In spite of all their friends could say, On a winter's morn, on a stormy day, In a Sieve they went to sea.

Pat had propped her pack against a rock and gotten the book out of the flap pocket. Now she had Keda on one knee, and Tommy sitting on the rock next to her leaning against the side of her thigh, both of them looking up at the pictures as she held the book open and read aloud. I stood by the side of the old jeep-trail that crossed our path here, bouncing to stretch my tired leg-muscles and looking left and right along the road.

I wondered where it came from and where it went, here in the middle of nowhere, and who drove along it.

Far and few, far and few, Are the lands where the Jumblies live;

Their heads are green, and their hands are blue, And they went to sea in a Sieve.

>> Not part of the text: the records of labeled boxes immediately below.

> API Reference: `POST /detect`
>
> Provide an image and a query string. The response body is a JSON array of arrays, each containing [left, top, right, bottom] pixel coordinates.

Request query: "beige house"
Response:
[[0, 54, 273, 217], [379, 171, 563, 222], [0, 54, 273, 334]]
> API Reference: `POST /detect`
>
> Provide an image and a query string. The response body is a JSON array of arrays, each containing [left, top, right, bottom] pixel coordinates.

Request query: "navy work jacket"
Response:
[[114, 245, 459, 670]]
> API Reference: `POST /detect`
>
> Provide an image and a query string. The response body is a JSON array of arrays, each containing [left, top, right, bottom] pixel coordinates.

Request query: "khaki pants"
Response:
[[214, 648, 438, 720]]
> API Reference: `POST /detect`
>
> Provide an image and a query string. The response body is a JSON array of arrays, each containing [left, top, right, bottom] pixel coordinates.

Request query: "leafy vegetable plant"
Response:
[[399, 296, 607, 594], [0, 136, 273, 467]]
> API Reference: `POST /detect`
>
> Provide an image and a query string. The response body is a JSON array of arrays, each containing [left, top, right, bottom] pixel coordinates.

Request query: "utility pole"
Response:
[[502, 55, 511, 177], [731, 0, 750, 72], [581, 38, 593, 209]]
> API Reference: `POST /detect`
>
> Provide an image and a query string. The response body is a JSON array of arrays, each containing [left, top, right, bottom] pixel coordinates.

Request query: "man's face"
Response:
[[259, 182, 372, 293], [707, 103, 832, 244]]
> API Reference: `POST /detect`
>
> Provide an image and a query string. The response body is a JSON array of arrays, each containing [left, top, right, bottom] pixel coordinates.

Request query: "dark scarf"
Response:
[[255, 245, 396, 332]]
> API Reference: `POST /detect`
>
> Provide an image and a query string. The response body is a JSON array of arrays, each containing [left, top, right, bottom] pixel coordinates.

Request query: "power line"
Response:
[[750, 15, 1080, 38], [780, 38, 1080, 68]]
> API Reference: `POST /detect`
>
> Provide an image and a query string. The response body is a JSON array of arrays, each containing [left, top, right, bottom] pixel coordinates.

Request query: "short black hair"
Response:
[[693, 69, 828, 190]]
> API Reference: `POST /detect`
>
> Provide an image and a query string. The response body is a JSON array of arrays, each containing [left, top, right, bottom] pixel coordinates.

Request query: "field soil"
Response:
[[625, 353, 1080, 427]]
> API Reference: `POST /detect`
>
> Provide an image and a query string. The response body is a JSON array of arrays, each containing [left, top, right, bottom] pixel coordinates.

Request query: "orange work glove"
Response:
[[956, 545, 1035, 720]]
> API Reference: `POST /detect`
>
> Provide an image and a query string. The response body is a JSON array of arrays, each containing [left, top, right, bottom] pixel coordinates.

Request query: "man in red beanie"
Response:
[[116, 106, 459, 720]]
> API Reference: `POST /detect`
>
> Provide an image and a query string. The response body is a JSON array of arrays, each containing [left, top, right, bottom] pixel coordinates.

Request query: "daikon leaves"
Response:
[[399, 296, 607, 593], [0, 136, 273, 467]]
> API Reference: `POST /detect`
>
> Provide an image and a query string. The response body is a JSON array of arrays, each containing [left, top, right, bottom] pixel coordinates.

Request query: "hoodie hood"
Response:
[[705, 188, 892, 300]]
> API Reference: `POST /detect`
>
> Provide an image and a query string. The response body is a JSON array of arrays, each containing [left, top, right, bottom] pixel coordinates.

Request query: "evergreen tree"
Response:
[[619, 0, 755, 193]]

We had stayed with friends the previous night. Early this morning, with the twins still a little blinking and tousled from bed, we'd eaten a quick hot breakfast, then said goodbye at the trailhead and started up White Horse Ridge. I'd carried Keda part of the way, but Tommy had insisted on walking, his pack with spare clothes and a couple of essential dinosaurs and books hitched up high on his back. Pat had led the way, since she knew the path, and I'd admired her hair tumbling down from under her cap, the solid thud of her boots on the trail, the shape of her body in warm early-winter flannels.

We had stopped a couple of times on the way up the ridge, to let the little ones rest and to breathe the air and cuddle together. It was cloudy and chilly, but still, and quiet, only birds calling and squirrels rustling the leaves and us breathing. We'd taken most of the morning to climb the ridge, going the slower easier way that Pat remembered from other years. At the top we'd stopped for lunch, and a long rest and some gathering of stones and contemplation of the long empty rolling view. Now we were almost down the other side, the river not far ahead.

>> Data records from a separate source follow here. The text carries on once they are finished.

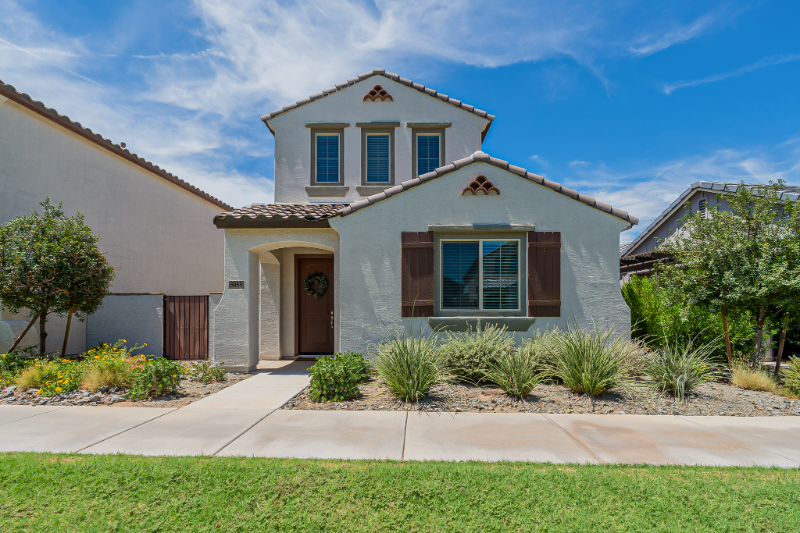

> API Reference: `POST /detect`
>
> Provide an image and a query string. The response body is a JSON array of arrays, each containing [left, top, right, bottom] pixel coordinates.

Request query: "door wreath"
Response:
[[303, 272, 328, 300]]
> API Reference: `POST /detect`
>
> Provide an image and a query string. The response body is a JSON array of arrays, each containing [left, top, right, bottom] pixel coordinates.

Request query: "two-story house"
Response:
[[210, 69, 637, 369]]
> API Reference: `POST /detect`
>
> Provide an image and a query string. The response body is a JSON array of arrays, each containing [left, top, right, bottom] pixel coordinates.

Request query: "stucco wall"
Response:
[[330, 163, 630, 350], [269, 76, 489, 203]]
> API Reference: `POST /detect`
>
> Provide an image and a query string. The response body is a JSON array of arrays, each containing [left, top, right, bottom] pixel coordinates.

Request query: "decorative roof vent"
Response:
[[461, 176, 500, 196], [363, 85, 394, 102]]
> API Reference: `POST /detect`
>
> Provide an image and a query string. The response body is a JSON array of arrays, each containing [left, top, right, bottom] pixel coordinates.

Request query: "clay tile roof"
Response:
[[0, 80, 233, 209], [261, 68, 494, 124], [214, 204, 347, 227], [339, 151, 639, 225]]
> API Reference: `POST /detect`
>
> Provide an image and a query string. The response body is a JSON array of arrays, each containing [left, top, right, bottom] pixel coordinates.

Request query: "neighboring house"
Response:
[[0, 82, 231, 357], [620, 181, 800, 281], [212, 70, 637, 369]]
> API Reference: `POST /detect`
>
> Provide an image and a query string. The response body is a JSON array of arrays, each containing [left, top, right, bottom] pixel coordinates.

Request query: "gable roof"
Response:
[[0, 80, 233, 209], [339, 151, 639, 226], [261, 68, 494, 137], [619, 181, 800, 257]]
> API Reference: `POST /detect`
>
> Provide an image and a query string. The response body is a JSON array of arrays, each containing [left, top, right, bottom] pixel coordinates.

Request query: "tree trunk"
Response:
[[8, 311, 42, 352], [39, 307, 47, 355], [722, 305, 733, 368], [752, 305, 766, 369], [61, 295, 75, 357]]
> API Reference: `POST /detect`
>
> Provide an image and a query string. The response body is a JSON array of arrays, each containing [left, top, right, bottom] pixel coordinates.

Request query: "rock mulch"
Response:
[[282, 379, 800, 416], [0, 373, 253, 407]]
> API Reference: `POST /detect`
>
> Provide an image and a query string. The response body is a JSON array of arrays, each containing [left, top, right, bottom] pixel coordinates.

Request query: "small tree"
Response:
[[0, 198, 114, 355]]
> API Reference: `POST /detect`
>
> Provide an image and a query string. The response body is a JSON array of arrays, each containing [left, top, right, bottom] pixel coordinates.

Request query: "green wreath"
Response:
[[303, 272, 328, 300]]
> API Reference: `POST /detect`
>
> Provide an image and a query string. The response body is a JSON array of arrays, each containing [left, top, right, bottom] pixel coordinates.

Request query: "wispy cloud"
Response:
[[663, 54, 800, 95]]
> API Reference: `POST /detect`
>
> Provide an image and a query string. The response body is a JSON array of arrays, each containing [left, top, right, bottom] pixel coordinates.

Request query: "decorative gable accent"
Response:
[[363, 85, 394, 102], [461, 176, 500, 196]]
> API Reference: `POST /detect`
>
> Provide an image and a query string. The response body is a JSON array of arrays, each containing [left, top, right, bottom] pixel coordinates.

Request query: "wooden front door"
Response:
[[296, 255, 333, 355]]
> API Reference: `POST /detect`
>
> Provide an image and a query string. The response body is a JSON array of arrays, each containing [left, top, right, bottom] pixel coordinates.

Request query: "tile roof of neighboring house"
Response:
[[0, 80, 233, 209], [619, 181, 800, 257], [261, 68, 494, 130], [214, 204, 347, 228], [341, 152, 639, 225]]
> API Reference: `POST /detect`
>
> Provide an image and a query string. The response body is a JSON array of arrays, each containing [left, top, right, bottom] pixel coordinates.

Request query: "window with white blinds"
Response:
[[366, 134, 391, 183], [441, 240, 520, 310], [316, 133, 339, 183]]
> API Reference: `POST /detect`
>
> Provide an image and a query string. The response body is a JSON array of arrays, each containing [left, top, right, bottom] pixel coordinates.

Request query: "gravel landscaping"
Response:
[[0, 373, 253, 407], [282, 378, 800, 416]]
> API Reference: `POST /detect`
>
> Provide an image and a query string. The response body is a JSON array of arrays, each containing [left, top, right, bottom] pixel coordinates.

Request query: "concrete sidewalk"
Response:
[[0, 363, 800, 468]]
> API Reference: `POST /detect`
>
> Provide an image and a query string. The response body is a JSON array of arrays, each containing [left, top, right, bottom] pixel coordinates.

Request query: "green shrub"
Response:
[[189, 361, 227, 383], [486, 346, 544, 399], [549, 323, 645, 396], [127, 355, 185, 400], [643, 341, 720, 400], [781, 357, 800, 397], [308, 352, 369, 402], [442, 321, 514, 383], [373, 328, 449, 402]]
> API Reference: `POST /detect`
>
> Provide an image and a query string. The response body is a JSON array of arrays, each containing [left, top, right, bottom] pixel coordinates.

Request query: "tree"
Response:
[[0, 198, 114, 355]]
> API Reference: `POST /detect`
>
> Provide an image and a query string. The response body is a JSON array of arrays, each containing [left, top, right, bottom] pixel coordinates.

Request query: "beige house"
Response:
[[0, 82, 231, 357], [211, 69, 637, 369]]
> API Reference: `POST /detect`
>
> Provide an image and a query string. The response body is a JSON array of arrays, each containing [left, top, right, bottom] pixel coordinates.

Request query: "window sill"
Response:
[[428, 316, 536, 332], [306, 185, 350, 198]]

Pat gave the kids a hug and picked up her pack again. I helped her get it onto her shoulders, not that she needed the help, and held her in my arms for a moment, not saying anything.

She looked at me, and I kissed her mouth, and she grinned and started us off again.

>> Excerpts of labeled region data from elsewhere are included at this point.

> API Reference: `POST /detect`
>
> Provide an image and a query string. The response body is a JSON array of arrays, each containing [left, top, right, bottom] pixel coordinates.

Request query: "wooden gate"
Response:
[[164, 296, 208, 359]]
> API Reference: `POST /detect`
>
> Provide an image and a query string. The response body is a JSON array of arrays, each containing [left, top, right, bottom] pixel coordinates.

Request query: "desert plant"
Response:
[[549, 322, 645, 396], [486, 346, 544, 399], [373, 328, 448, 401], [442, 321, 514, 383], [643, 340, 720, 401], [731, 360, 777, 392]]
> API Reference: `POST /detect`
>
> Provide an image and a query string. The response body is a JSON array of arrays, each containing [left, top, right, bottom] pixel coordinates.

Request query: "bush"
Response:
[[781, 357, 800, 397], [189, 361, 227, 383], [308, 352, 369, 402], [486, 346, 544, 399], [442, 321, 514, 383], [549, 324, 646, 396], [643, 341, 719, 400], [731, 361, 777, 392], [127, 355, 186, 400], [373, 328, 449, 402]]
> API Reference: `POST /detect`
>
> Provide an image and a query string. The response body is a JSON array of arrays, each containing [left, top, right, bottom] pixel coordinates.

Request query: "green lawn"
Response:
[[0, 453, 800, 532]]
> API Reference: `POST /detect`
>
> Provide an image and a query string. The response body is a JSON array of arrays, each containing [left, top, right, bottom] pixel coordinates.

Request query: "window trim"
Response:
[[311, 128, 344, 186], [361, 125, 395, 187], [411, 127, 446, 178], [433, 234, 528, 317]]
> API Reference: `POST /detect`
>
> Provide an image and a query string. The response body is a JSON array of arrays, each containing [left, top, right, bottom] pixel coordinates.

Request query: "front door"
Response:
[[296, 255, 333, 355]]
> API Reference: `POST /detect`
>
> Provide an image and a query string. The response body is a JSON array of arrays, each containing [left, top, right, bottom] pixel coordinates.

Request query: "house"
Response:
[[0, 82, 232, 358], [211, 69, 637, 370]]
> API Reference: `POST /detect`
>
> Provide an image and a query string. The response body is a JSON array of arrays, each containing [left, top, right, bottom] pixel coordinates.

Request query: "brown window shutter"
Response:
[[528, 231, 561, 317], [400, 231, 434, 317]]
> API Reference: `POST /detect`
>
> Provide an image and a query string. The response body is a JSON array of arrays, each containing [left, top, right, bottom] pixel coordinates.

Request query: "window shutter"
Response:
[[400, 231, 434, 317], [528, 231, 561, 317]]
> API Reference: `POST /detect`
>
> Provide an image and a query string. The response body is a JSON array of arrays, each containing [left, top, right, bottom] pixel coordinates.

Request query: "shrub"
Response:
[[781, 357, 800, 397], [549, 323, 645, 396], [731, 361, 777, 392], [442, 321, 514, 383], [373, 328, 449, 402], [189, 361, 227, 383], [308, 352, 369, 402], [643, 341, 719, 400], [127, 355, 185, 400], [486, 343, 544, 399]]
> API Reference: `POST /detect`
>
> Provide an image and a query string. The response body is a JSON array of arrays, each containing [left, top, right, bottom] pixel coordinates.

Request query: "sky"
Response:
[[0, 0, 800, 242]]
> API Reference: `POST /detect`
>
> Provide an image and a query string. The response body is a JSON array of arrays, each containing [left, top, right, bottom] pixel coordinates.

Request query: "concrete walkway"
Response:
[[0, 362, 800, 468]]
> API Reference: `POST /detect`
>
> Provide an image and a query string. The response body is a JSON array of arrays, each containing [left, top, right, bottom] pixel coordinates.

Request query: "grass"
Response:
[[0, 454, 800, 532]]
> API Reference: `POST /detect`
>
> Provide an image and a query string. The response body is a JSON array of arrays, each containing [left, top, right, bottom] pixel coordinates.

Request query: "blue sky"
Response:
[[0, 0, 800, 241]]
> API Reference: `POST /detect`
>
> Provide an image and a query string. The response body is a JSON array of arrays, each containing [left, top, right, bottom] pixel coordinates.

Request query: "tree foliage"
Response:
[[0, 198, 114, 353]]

And when the Sieve turned round and round, And every one cried, "You'll all be drowned!"

They called aloud, "Our Sieve ain't big, But we don't care a button! we don't care a fig!

In a Sieve we'll go to sea!"

"That's our boat?"

"That's it!" Pat had extracted the long narrow framework from a leaf-covered cache near the edge of the marsh. This time of year, the marsh was a flat sea of brittle brown stalks and limp grass, crossed by wide shallow channels of muddy water, the swift blue of the river just visible beyond it. In the center of the marsh a steep rocky island jutted up out of the flatness, and between the marsh and the river was the dark line of a railroad causeway, the only sign of humanity since we'd left the jeep-trail behind.

"Is it seaworthy?"

"We're not going to sea."

I was skeptical, but the kids loved the idea, and began making pirate sounds. Pat smiled, and I shrugged and helped her work a high-tech-looking fabric sheath around the wooden ribs. Pat had planned this expedition, and I, distracted by her smile and her ardent naked body, hadn't insisted on knowing the details.

Once sheathed, the wooden frame snapped solidly into shape, and we had something very like a small canoe. It slid easily into the water, the twins cheering and offering to keel-haul any lubbers or scallawags we might encounter.

And all night long they sailed away;

And when the sun went down, They whistled and warbled a moony song, To the echoing sound of a coppery gong, In the shade of the mountains brown.

We paddled and poled, with a pair of collapsible alloy paddles that Pat had pulled from the cache, and the boat whispered down the channels, and birds flapped and cackled around us. Keda called and pointed whenever anything moved, or might have moved, in the grasses, and Tommy scanned the horizon for treasure ships. The sun was lowering toward the hills across the river when we reached the island. The clouds had thinned and shreaded as we navigated the marsh; the sky above them was shot with pale pink.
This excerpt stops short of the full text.